In [2]:
import math
import numpy as np

class LogReg:
    def __init__(self,dim, l_rate):
        dim = max(1, dim)
        self.dim = dim
        self.l_rate = l_rate # learning rate
        self.weights = np.zeros(dim+1)

    def init_weights(self):
        self.weights = np.zeros(self.dim + 1)
        
    def reshape_X(self, X):
        #number of examples
        if len(X.shape) > 1 and X.shape[0] >= 1:
            num_ex = X.shape[0]
            return np.c_[ np.ones(num_ex), X]
        else:
            cur_size = X.size
            return np.r_[1, X]

    def risk_score(self, X):
        #should return (n, 1)
        res_X = self.reshape_X(X)
        my_risk = np.dot(res_X,self.weights)
        return my_risk

    def sigmoid(self, X):
        #theta(s) = e^s/(1+e^s)
        cur_es = np.exp(risk_score(X))
        return np.divide(cur_es, np.add(1, cur_es))

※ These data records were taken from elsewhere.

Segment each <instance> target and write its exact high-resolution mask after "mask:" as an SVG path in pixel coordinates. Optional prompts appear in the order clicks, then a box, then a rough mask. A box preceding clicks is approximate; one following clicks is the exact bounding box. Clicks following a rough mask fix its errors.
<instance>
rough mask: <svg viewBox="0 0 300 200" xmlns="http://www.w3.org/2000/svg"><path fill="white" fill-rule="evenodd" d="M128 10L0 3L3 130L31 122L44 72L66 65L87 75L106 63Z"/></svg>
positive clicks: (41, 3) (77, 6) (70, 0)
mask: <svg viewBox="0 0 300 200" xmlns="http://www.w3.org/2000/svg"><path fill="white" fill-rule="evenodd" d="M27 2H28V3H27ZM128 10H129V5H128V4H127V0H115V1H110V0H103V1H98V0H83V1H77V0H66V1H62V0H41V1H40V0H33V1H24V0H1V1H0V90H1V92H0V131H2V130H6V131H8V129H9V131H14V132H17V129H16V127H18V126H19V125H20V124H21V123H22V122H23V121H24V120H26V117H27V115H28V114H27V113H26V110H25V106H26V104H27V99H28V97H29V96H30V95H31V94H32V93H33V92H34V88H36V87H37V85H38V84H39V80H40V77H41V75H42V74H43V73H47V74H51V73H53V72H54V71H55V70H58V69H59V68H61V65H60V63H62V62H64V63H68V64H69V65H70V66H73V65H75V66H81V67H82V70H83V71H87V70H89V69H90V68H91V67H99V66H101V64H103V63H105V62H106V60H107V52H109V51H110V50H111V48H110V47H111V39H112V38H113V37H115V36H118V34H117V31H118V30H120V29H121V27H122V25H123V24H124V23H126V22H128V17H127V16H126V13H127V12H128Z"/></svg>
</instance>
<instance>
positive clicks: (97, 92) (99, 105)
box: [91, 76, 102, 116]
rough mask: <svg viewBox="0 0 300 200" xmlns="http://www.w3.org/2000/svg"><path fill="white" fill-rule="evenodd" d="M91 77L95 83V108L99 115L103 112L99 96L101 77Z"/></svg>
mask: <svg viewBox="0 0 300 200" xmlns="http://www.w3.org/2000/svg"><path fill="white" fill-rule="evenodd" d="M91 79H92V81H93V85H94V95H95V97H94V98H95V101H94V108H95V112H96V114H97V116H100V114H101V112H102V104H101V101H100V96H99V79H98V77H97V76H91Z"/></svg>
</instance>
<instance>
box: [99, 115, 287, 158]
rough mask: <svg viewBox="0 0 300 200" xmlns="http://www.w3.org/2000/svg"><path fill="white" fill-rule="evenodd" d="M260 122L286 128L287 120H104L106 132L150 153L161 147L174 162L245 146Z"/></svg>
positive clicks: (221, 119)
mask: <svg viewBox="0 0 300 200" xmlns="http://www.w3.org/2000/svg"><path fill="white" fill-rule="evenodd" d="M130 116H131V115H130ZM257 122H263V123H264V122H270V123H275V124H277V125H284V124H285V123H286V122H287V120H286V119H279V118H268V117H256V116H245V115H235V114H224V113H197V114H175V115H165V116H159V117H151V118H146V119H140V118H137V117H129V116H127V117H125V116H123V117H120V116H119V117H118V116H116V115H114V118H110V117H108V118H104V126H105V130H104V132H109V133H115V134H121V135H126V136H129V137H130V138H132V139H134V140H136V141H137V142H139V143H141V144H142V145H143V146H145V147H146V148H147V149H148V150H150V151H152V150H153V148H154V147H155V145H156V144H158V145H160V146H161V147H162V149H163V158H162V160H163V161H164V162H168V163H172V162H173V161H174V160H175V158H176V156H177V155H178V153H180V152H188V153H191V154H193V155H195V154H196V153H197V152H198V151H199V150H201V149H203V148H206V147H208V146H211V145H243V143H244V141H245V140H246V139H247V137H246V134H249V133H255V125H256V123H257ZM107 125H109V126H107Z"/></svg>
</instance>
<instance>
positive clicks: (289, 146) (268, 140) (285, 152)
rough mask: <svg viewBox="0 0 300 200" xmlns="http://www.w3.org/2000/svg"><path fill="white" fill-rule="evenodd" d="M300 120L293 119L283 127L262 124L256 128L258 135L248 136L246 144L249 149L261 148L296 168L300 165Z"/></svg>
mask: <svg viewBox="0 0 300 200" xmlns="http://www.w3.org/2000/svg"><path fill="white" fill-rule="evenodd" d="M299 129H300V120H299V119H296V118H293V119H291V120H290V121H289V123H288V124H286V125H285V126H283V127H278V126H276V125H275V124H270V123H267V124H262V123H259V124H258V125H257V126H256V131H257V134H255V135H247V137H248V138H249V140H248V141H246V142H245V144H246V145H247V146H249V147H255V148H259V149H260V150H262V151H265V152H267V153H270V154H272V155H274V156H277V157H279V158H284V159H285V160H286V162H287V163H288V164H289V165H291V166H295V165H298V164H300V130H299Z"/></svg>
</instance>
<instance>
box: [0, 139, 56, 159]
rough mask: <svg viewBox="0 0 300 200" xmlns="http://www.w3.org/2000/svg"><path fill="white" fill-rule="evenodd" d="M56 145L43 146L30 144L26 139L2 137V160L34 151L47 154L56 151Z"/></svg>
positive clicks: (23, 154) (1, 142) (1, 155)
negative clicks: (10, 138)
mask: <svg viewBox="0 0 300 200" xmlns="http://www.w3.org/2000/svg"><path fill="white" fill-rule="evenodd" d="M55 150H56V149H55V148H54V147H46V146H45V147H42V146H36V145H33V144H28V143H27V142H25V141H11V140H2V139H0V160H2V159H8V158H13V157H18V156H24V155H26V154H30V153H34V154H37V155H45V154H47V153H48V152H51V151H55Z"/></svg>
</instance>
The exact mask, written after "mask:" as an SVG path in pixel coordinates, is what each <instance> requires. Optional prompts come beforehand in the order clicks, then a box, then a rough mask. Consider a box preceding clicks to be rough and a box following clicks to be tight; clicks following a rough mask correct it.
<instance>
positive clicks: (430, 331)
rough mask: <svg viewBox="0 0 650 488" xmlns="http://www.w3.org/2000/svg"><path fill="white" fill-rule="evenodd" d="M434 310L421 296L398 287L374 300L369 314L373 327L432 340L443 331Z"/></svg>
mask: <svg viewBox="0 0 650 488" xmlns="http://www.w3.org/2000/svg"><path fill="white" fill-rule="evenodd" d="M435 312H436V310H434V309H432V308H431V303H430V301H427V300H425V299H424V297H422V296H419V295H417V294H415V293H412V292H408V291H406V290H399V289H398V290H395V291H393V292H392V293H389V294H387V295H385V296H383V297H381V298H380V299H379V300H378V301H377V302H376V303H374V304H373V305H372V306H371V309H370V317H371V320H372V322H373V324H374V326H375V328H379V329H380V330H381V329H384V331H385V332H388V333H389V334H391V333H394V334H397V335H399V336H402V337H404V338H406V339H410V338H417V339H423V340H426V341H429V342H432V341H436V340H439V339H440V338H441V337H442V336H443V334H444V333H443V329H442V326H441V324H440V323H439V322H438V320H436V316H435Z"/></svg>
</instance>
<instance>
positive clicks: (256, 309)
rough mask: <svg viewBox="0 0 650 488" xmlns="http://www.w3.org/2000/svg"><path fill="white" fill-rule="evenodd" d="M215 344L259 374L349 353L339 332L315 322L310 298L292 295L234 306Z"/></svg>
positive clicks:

    def gradient(self, X, y):
        #grad(E_in) = (-1/N)*sum(n=1;N){(y_n*x_n)/(1+e^(y_n*wT(t)*x_n))}
        res_X = self.reshape_X(X)
        cur_N = X.shape[0]
        cur_numer = np.multiply(y,res_X) #y_n*x_n by row, should be (n,dim+1)
        #should return (n,1)
        cur_denom = np.add(1, np.exp(np.multiply(y, self.risk_score(X))))
        #divide cur_numer row wise by cur_denom, should still be (n, dim+1)
        presum = np.divide(cur_numer, cur_denom)
        #sum by column
        cur_sum = np.sum(presum, axis = 0)
        #now normalize by (-1/N) and return
        cur_sum = np.divide(cur_sum, -1*cur_N)
        return cur_sum

    def sto_gradient(self, xn, yn):
        #stochastic gradient, should be only one example
        res_X = self.reshape_X(xn)
        cur_numer = np.multiply(yn, res_X)
        cur_denom = np.add(1, np.exp(np.multiply(yn, self.risk_score(xn))))
        return np.multiply(-1, np.divide(cur_numer, cur_denom))
    
    def update_weights(self, X, y):
        #w(t+1) = w(t) - l_rate * gradient
        cur_grad = self.gradient(X,y)
        self.weights = np.subtract(self.weights, np.multiply(self.l_rate, cur_grad))
    
    def sto_gd(self, X, y):
        # a run of stochastic gradient descent
        cur_num = X.shape[0]
        #get indices for every row/example in X and shuffle them
        cur_idxs = np.arange(cur_num)
        np.random.shuffle(cur_idxs)
        #now update weights one by one
        for cur_idx in cur_idxs:
            cur_grad = self.sto_gradient(X[cur_idx], y[cur_idx])
            self.weights = np.subtract(self.weights, np.multiply(self.l_rate, cur_grad))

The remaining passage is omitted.